Explanation This states that if individual a is related to individual b via the object property related then a will be assumed to be of type Class1 and b will be assumed to be of type Class2 .

(3) Define another object property, say inverseRelated , that is the inverse of related :

<owl:ObjectProperty rdf:about="http://henrietteharmse.com/tutorial/DomainRangeExample#inverseRelated">
    <owl:inverseOf rdf:resource="http://henrietteharmse.com/tutorial/DomainRangeExample#related"/>
</owl:ObjectProperty>

Explanation This states that if individual a is related to individual b via the object property inverseRelated then a will be assumed to be of type Class2 and b will be assumed to be of type Class1 .

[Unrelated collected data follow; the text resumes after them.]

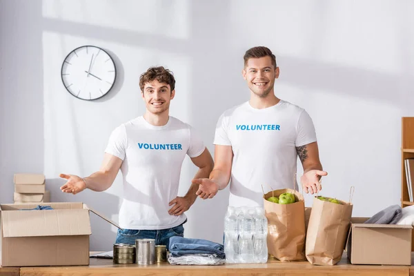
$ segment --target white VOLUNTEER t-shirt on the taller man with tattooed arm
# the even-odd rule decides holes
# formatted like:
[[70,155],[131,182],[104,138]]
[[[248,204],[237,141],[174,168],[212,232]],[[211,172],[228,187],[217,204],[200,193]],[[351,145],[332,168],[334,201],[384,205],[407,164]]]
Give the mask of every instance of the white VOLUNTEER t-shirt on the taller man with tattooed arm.
[[214,144],[233,149],[229,206],[263,206],[262,185],[265,193],[293,188],[296,147],[314,141],[311,117],[288,101],[264,109],[246,102],[224,112]]

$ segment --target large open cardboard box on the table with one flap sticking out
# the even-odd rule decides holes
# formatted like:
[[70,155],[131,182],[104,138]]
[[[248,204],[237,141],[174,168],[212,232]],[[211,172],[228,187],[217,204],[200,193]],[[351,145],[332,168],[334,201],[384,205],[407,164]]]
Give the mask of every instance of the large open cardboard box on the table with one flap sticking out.
[[1,266],[88,265],[89,212],[99,214],[81,202],[48,204],[54,210],[21,210],[37,205],[0,205]]

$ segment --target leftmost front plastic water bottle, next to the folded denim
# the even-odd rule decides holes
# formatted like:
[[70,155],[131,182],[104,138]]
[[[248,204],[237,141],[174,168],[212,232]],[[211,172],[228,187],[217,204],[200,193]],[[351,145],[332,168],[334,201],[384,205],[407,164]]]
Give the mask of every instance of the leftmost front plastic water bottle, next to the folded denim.
[[236,209],[228,206],[226,217],[224,217],[224,253],[226,263],[234,264],[237,262],[239,228],[237,226]]

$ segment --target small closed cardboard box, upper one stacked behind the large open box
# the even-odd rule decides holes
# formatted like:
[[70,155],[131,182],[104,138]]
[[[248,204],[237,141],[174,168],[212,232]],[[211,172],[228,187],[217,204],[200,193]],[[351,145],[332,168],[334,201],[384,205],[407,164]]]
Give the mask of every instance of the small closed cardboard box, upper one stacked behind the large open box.
[[45,176],[30,173],[14,174],[14,192],[26,194],[44,194]]

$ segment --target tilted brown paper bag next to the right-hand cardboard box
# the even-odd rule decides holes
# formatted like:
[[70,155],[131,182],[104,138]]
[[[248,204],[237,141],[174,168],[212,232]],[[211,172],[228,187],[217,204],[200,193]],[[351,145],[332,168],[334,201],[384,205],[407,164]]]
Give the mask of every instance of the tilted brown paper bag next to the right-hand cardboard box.
[[[328,197],[327,197],[328,198]],[[306,259],[311,264],[333,266],[344,253],[353,205],[341,201],[334,204],[313,199],[311,217],[306,232]]]

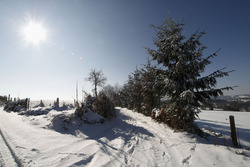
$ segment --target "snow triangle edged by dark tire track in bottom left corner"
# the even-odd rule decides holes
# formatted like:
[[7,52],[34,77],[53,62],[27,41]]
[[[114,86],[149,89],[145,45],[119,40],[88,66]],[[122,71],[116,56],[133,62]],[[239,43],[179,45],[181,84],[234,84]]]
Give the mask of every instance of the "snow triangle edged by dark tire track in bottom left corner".
[[0,129],[0,158],[1,158],[1,165],[2,166],[18,166],[23,167],[21,161],[16,156],[13,149],[10,147],[9,143],[7,142],[6,138],[4,137],[1,129]]

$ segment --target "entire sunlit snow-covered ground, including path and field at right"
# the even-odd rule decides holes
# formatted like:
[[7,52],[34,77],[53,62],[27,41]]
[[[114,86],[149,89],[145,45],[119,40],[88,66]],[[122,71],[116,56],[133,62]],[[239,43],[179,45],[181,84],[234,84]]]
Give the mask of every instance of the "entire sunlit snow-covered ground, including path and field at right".
[[[173,132],[150,117],[123,108],[117,108],[117,117],[104,124],[72,124],[67,130],[60,124],[51,124],[56,115],[72,113],[74,110],[50,110],[45,115],[24,116],[7,113],[1,107],[0,130],[23,166],[234,167],[250,164],[250,113],[203,111],[196,122],[211,134],[207,139]],[[229,141],[226,119],[231,114],[235,115],[243,149],[216,142]],[[8,152],[8,148],[2,149],[1,145],[0,166],[10,166],[6,164],[15,160]]]

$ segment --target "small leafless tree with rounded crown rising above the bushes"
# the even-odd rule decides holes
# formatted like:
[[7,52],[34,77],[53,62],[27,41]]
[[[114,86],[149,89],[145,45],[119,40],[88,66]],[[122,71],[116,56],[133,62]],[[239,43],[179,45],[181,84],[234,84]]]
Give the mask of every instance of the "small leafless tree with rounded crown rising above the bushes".
[[102,70],[97,71],[96,69],[91,69],[87,80],[93,83],[93,92],[95,97],[97,97],[97,86],[103,86],[107,78],[104,76]]

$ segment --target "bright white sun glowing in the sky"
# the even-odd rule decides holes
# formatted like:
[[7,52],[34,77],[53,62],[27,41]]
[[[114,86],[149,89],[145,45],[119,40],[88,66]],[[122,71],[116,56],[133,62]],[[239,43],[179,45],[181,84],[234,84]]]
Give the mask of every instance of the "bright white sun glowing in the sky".
[[26,41],[31,42],[33,45],[38,45],[46,38],[46,29],[41,23],[30,21],[22,29],[22,34]]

(4) Define 2 individuals, say individual1 and individual2 with individual1 to individual2 via the inverseRelated object property:

<owl:NamedIndividual rdf:about="http://henrietteharmse.com/tutorial/DomainRangeExample#individual1">
    <DomainRangeExample:inverseRelated rdf:resource="http://henrietteharmse.com/tutorial/DomainRangeExample#individual2"/>
</owl:NamedIndividual>
<owl:NamedIndividual rdf:about="http://henrietteharmse.com/tutorial/DomainRangeExample#individual2"/>

(5) If you now run a reasoner over your ontology (ie in Protege), you will see that individual1 is inferred to be of type Class2 and individual2 is of type Class1 .

Consider classes A and B (I'm using turtle syntax)

:A rdf:type owl:Class .
:B rdf:type owl:Class .

You can define A and B to be disjoint (a relationship between classes), meaning that if an element is one of them it cannot be in another.

:A owl:disjointWith :B .

If you query for example:

not B

You obtain class A . It also works for individuals.